Lui lo sa, loro lo sanno, poco importa degli altri. Sorride di un sorriso sincero, timido. Così lontano dal leone da battaglia, dal cattivo del ring, con cui siamo soliti disegnarlo. Nel post gara corre a salutare Charles Leclerc, suo avversario bambino, suo rivale di sempre per cui - lo ha ripetuto più volte - nutre maggior rispetto. Lo vuole sfidare in pista, gli dispiace vederlo affossato dai problemi continui che troppo presto, nel corso di questa stagione, lo hanno tenuto lontano dalle lotte serrate dei primi giorni. 

Abbraccia tutti, dalla fidanzata Kelly alla sorella, da mamma a papà. Hanno tutti le lacrime agli occhi, nel vedere lo spettacolo che ha creato, il mondo che mosso, il percorso che sta scrivendo nella storia di questo sport. Anche Jos, padre terribile e severissimo, si lascia andare: Max a Zandvoort indossa un casco in suo onore, un omaggio al pilota che è stato e soprattutto all'uomo che lo ha portato dov'è. Mette da parte anche il rancore, il giovane Verstappen, e i tempi difficili segnati da un padre che lo voleva a tutti i costi vincente, eccellente, un passo sopra tutti gli altri. 

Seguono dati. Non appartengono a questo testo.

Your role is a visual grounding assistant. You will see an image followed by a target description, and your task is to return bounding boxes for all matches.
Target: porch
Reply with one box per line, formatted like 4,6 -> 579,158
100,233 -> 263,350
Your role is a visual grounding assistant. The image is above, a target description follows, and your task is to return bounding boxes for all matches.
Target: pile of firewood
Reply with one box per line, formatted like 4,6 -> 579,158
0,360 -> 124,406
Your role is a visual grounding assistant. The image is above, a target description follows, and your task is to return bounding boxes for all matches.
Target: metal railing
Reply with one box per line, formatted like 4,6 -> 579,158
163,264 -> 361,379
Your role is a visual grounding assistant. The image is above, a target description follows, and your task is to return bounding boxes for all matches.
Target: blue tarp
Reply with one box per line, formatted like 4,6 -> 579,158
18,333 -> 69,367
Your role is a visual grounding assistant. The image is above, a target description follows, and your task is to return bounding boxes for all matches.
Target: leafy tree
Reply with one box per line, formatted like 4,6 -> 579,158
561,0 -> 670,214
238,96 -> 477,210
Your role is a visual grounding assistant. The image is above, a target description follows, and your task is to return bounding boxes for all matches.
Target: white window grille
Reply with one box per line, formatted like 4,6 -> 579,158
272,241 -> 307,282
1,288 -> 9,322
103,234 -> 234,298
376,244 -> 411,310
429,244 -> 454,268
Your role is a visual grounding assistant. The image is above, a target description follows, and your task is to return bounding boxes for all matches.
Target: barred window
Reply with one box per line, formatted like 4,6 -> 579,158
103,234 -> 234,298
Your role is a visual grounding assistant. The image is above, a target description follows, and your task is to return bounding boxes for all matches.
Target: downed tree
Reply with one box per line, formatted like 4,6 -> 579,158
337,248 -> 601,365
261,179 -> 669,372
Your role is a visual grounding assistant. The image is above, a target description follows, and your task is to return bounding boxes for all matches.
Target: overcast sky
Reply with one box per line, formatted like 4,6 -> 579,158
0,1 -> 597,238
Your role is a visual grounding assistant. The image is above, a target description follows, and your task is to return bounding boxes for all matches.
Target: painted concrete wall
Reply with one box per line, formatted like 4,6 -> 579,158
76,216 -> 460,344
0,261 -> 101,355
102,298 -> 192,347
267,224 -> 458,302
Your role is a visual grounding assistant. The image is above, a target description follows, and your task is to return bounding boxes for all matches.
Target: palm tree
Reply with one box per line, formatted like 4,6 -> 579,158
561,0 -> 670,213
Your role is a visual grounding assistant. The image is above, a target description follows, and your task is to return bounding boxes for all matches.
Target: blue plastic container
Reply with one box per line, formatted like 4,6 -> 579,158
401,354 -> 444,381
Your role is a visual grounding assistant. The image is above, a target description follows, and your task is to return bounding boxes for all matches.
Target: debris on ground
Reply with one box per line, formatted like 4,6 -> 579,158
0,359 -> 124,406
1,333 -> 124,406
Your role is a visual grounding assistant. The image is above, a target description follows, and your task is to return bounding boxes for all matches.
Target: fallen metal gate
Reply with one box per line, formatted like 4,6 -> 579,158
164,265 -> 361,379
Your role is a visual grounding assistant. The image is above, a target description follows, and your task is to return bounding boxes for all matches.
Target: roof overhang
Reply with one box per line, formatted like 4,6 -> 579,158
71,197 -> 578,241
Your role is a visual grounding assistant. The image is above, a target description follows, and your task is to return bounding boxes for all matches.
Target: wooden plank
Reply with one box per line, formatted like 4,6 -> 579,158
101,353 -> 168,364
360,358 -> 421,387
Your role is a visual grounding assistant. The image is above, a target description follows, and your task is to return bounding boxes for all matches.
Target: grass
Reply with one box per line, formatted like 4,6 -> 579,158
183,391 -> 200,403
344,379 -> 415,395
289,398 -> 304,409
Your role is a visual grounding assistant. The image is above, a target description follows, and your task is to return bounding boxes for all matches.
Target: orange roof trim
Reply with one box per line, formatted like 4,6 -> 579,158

Fa spazio per tutto, senza la paura di chi viene già considerato troppo forte, troppo noioso o troppo vincente. E sorride timido, guardandosi le scarpette d'oro ai piedi, mentre gli Orange urlano il suo nome. Dite di me quello che volete, sembra pensare dal gradino più alto del podio, io sono qui. Questo è il mio posto e l'ho meritato. Il resto non importa.